Re: [PATCH v10 12/21] gpu: nova-core: mm: Add unified page table entry wrapper enums

From: Joel Fernandes

Date: Wed Apr 08 2026 - 16:20:49 EST

Hi Alex, Eliot, Danilo,

Thanks for taking a look. Let me respond to the specific points below.

On Wed, 08 Apr 2026, Alexandre Courbot wrote:
> After a quick look I'd say that having a trait here would actually be
> *good* for correctness and maintainability.
>
> The current design implies that every operation on a page table (most
> likely using the walker) goes through a branching point. Just looking at
> `PtWalk::read_pte_at_level`, there are already at least 6
> `if version == 2 { } else { }` branches that all resolve to the same
> result. Include walking down the PDEs and you have at least a dozen of
> these just to resolve a virtual address. I know CPUs are fast, but this
> is still wasted cycles for no good reason.

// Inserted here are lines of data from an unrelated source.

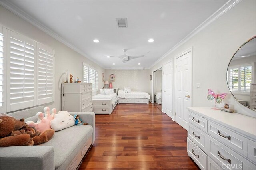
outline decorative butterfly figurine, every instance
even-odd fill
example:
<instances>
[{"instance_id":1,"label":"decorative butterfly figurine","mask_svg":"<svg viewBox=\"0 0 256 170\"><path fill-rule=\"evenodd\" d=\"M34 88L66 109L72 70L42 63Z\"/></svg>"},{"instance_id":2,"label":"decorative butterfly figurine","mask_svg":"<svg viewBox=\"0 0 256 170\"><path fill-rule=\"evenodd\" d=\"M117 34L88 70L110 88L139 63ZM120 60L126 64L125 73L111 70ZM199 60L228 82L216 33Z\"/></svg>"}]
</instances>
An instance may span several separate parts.
<instances>
[{"instance_id":1,"label":"decorative butterfly figurine","mask_svg":"<svg viewBox=\"0 0 256 170\"><path fill-rule=\"evenodd\" d=\"M220 103L222 102L222 99L224 99L228 93L215 94L215 93L210 89L208 89L208 95L207 99L212 100L215 99L215 101L218 103Z\"/></svg>"}]
</instances>

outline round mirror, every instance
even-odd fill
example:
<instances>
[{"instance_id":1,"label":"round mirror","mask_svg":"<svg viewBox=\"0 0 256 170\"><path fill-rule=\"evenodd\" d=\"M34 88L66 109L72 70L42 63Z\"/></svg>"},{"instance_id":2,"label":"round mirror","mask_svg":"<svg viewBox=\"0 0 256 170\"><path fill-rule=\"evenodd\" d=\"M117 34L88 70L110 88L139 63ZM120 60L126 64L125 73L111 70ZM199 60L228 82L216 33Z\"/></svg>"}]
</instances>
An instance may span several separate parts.
<instances>
[{"instance_id":1,"label":"round mirror","mask_svg":"<svg viewBox=\"0 0 256 170\"><path fill-rule=\"evenodd\" d=\"M256 36L236 52L227 71L227 82L234 97L241 104L256 109Z\"/></svg>"}]
</instances>

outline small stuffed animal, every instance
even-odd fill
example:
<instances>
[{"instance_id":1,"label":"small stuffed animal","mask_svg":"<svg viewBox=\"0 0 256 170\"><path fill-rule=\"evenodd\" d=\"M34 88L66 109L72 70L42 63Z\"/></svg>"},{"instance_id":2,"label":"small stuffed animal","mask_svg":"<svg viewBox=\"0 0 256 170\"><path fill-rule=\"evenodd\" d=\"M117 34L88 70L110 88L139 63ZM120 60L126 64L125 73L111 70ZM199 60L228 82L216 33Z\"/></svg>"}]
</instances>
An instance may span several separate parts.
<instances>
[{"instance_id":1,"label":"small stuffed animal","mask_svg":"<svg viewBox=\"0 0 256 170\"><path fill-rule=\"evenodd\" d=\"M75 120L75 125L87 125L87 123L83 122L83 121L79 118L79 115L75 115L74 119Z\"/></svg>"}]
</instances>

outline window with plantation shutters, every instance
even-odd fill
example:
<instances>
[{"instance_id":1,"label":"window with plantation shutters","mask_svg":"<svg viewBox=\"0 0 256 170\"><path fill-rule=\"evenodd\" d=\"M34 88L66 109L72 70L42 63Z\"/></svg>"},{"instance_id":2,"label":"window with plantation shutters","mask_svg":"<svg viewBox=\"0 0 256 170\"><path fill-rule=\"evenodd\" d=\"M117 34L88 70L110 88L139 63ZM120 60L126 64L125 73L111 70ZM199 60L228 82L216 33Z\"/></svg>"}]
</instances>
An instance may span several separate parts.
<instances>
[{"instance_id":1,"label":"window with plantation shutters","mask_svg":"<svg viewBox=\"0 0 256 170\"><path fill-rule=\"evenodd\" d=\"M83 63L83 82L91 83L92 89L98 89L98 71Z\"/></svg>"},{"instance_id":2,"label":"window with plantation shutters","mask_svg":"<svg viewBox=\"0 0 256 170\"><path fill-rule=\"evenodd\" d=\"M0 33L0 108L3 103L3 76L4 76L4 35ZM0 109L0 111L1 109ZM0 113L2 113L2 111Z\"/></svg>"},{"instance_id":3,"label":"window with plantation shutters","mask_svg":"<svg viewBox=\"0 0 256 170\"><path fill-rule=\"evenodd\" d=\"M10 36L7 43L10 51L7 54L10 55L7 60L7 94L10 97L7 108L11 111L35 105L36 42L12 31L8 33Z\"/></svg>"},{"instance_id":4,"label":"window with plantation shutters","mask_svg":"<svg viewBox=\"0 0 256 170\"><path fill-rule=\"evenodd\" d=\"M38 104L54 101L54 51L40 43L38 46Z\"/></svg>"},{"instance_id":5,"label":"window with plantation shutters","mask_svg":"<svg viewBox=\"0 0 256 170\"><path fill-rule=\"evenodd\" d=\"M54 101L54 50L4 27L2 31L0 111L9 112Z\"/></svg>"},{"instance_id":6,"label":"window with plantation shutters","mask_svg":"<svg viewBox=\"0 0 256 170\"><path fill-rule=\"evenodd\" d=\"M253 82L253 64L229 67L228 80L231 91L235 93L249 94Z\"/></svg>"}]
</instances>

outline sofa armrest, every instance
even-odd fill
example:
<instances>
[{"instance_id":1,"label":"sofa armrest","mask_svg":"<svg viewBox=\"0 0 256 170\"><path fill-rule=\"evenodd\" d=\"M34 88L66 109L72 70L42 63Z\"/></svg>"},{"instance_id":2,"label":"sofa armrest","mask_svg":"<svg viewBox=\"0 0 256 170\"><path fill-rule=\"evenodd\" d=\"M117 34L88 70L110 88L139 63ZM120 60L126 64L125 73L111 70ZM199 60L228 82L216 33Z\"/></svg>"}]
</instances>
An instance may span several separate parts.
<instances>
[{"instance_id":1,"label":"sofa armrest","mask_svg":"<svg viewBox=\"0 0 256 170\"><path fill-rule=\"evenodd\" d=\"M87 123L88 125L91 125L93 129L92 132L92 145L95 141L95 114L94 112L69 112L72 116L75 115L79 115L79 118L82 120L83 122Z\"/></svg>"},{"instance_id":2,"label":"sofa armrest","mask_svg":"<svg viewBox=\"0 0 256 170\"><path fill-rule=\"evenodd\" d=\"M54 150L47 146L0 148L2 170L54 170Z\"/></svg>"}]
</instances>

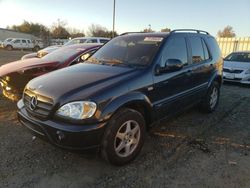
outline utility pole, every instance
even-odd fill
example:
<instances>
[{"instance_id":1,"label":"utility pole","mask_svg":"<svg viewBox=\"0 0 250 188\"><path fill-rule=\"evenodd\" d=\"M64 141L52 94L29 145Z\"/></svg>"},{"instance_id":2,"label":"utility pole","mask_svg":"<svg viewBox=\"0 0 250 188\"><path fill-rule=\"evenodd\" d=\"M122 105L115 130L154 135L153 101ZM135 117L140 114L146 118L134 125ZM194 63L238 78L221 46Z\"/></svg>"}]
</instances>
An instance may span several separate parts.
<instances>
[{"instance_id":1,"label":"utility pole","mask_svg":"<svg viewBox=\"0 0 250 188\"><path fill-rule=\"evenodd\" d=\"M113 32L112 32L112 38L115 37L115 1L114 0L114 7L113 7Z\"/></svg>"}]
</instances>

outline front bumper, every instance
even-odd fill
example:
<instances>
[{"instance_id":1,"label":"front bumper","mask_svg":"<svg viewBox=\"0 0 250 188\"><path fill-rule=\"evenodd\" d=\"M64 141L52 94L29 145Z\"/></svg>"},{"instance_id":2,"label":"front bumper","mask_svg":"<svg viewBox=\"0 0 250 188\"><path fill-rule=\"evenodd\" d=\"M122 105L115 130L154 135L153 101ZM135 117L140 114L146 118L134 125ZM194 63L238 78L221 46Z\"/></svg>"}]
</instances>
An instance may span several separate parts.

I did some measurements and there is no notieceable difference in both
approaches. I ran perf and loaded nova with self-tests running. The extra
potential branching is lost in the noise. In both cases, loading nova and
running the self-tests has ~119.7M branch instructions on my Ampere. The total
instruction count is also identical (~615M).

I measured like this:
perf stat -e
branches,branch-misses,cache-references,cache-misses,instructions,cycles --
modprobe nova_core

So I think the branching argument is not a strong one. I also did more
measurements and the dominant time taken is MMIO. During the map prep and
execute, page table walks are done. A TLB flush alone costs ~1.4 microseconds.
And PRAMIN BAR0 writes to write the PTE is also about 1 microsecond. Considering
this, I don't think the extra branching argument holds (even without branch
prediction and speculation).

Also some branches cannot be eliminated even with parameterization:

if level == self.mmu_version.dual_pde_level() {
// 128-bit dual PDE read
} else {
// Regular 64-bit PDE read
}

This isn't really a version branch -- it's a structural branch that
distinguishes between 64-bit PDE and 128-bit dual PDE entries. Any MMU
version with a dual PDE level would need this same distinction.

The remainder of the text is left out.